Another one or two dials you may find on your camera called electronic dials. These are to change a few parameters depending on the mode your camera is on. Let’s get back to the modes. Here I am referring to the Mode dial of Canon DSLRs.
Knowing the Modes in Detail
The first mode is the Auto Mode(Green). It operates quite like your phone in photo mode(With auto setting). The Camera has full control over the exposure and color of the photo(Full Auto), You are just there to click the photo with your desired view. Another easy one is the No Flash mode. It is the same as the Auto Mode except you tell your camera to fire no flash. Much Like shooting with a phone with the flash set to off.
There are some modes with self-explanatory icons on the dial like Portrait, Landscape, Macro, Sports, etc. These modes are preset with settings optimized for that type of shooting. So, in such situations, you can quickly change to that mode and leave the settings to the camera.
Now we will enter the zones of manual control. First comes the Program Mode, the one depicted with P on the Mode Dial. This one lets you control ISO settings(The lower the better, Higher settings induces noise), EV(Exposure Value), White Balance, metering mode (full/center/spot), flash on/off, and also which focus point to use. These are the basic controls and directly affect the look of a photo. The camera decides the shutter speed and Aperture which are some serious settings and requires a long time to master. Regardless of what many may say, mastery of P Mode is enough to shoot photos the way you like when you count the Program Shift, there remain very few demands.
Then comes the single priority modes like AV (Aperture Priority), TV (Time/Shutter Priority). As the names suggest these modes control Aperture and Time/Shutter respectively. But before using this you have to understand what these settings do. Aperture controls the depth of field aka from which distance to which is in focus. A lower number means less range of distance in focus and means more. And the Tv Mode sets for how long the shutter will remain open. In other words how long may the camera take to take the photo. It directly affects motion in the photo. Simply said, if you are photographing a fast-moving subject you better use a higher setting/shutter speed to get a clear shot of it. And you can use a relatively low setting or a slower shutter speed for a not moving or a slow-moving subject. And while using these modes the camera takes care of the other settings if you have not specified any. What other thing you can change you ask? All the settings that you had control over in the P Mode are at your disposal.

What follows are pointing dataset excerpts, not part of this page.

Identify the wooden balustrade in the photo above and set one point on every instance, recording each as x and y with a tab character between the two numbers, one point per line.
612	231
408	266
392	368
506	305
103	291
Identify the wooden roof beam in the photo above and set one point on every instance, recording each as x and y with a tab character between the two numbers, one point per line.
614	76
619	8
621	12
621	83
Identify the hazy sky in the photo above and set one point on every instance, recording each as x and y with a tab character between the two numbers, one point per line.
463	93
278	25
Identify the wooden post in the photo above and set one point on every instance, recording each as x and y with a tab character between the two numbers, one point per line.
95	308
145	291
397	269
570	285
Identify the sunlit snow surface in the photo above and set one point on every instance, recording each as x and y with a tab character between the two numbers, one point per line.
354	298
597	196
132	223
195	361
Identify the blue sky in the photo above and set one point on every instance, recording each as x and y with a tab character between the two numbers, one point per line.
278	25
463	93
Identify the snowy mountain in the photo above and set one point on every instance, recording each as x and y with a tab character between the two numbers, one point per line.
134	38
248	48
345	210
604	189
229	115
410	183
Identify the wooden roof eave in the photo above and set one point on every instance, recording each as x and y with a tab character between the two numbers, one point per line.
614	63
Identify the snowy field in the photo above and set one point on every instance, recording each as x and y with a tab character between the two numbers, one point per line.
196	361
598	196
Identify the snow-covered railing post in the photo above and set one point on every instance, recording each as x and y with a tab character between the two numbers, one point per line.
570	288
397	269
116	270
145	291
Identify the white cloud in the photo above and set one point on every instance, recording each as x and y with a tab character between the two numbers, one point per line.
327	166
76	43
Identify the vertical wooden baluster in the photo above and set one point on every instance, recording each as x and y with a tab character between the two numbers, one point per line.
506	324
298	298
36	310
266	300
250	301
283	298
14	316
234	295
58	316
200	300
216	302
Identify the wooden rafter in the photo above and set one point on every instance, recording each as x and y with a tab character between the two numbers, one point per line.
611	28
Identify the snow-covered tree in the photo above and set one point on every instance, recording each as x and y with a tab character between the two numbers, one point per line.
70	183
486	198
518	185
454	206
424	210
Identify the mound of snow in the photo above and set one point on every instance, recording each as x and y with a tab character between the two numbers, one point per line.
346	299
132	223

Then comes the M Mode, the Manual Mode. It means all the settings are in your hand & the camera will just take the photo. Here the Aperture, Shutter Speed, ISO, and all the other settings can be changed individually. Let me clarify that Full Manual Mode does not include manual focus, manual White Balance, etc these are your choices.
Now I’ll tell you an easy way to get the photos according to your desire in P Mode. I told you about the EV, there is a button on your camera with half white & half black with +/-. If pressing this button & rotating the E dial will tell your camera how much light you would like in your photos. And changing the white balance Will tell the camera what color temperature you wish. Combine these two & you are good to go.
Now, you have got more than enough acquaintance with your camera. Start with it, and keep up the practice. It would take you time to get a good control over all things, but certainly, more and more practice would lead you to gain perfection. You may become a great photographer someday, who knows ! Wish you a happy journey.